Diacylglycerol is a key intracellular messenger in many physiological responses. It is both an activator of protein kinase C and a precursor in the synthesis of complex lipids. The dysregulated production of diacylglycerol has also been demonstrated in pathological responses. Clostridium perfringens type A, the etiologic agent of gas gangrene, produces an exotoxin with phospholipase C activity, alpha toxin, that degrades phosphatidylcholine to diacyglycerol and phosphorylcholine. Alpha toxin treated endothelial cells contained elevated levels of diacylglycerol and produced platelet-activating factor and prostacyclin. Furthermore, the stimulated endothelial cells became adhesive to neutrophils by a mechanism that was mediated by P-selectin and platelet-activating factor. These endothelial cell responses appeared dysregulated and may contribute to both the localized and systemic manifestations of gas gangrene.

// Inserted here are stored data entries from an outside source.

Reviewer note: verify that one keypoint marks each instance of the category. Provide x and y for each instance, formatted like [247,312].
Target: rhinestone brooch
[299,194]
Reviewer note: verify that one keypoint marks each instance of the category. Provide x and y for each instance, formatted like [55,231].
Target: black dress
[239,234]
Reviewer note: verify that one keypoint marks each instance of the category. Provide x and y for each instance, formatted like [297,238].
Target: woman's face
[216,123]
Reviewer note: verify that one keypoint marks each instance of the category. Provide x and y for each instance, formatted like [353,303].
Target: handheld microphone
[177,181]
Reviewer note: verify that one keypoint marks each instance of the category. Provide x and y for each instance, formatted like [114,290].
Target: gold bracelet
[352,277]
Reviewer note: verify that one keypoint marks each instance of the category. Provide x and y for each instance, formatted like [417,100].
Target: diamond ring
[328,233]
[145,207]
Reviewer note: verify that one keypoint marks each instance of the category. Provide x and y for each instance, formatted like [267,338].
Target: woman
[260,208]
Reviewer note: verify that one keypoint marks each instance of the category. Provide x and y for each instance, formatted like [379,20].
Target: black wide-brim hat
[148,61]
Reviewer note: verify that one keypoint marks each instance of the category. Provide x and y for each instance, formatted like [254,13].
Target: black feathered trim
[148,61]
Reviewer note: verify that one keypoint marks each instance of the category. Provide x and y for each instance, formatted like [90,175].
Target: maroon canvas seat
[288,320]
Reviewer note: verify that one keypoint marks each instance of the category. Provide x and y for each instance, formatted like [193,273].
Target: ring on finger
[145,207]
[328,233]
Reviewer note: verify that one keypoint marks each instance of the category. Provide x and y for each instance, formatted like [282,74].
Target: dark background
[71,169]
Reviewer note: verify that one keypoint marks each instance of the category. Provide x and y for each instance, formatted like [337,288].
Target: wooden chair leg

Diacylglycerol lipase catalyzes the deacylation of diacylglycerol at the sn-1 position and is the first step in the release of arachidonic acid from arachidonate containing diacylglycerols. The primary diacylglycerol lipase from human platelets was purified and demonstrated to be identical with the human lysosomal acid lipase. Additionally, the lysosomal acid lipase exhibited diacylglycerol transacylase activity. Wolman's fibroblasts which lack lysosomal acid lipase had undetectable levels of diacylglycerol lipase and diacylglycerol transacylase activity. Furthermore, these cells contained normal levels of endogenous diacylglycerol and metabolized exogenous diacylglycerol similar to control cells. This study represents the first complete purification of a diacylglycerol lipase or diacylglycerol transacylase activity from mammalian cells. Diacylglycerol can also be phosphorylated by diacylglycerol kinase in an ATP dependent reaction. A novel 3.5 kilobase cDNA that encodes the human diacylglycerol kinase$/zeta$ was isolated from an endothelial cell library. The corresponding mRNA is highly expressed in brain, skeletal muscle, and heart. Diacylglycerol kinase$/zeta$ contains two zinc finger motifs, a sequence that is similar to the phosphorylation site domain of the myristoylated, alanine-rich C-kinase substrate, an ATP binding consensus site, and four carboxy-terminal ankyrin repeats. The kinase activity displayed stereoselectivity for 1,2 diacylglycerol but did not exhibit any specificity for molecular species of long chain diacylglycerols.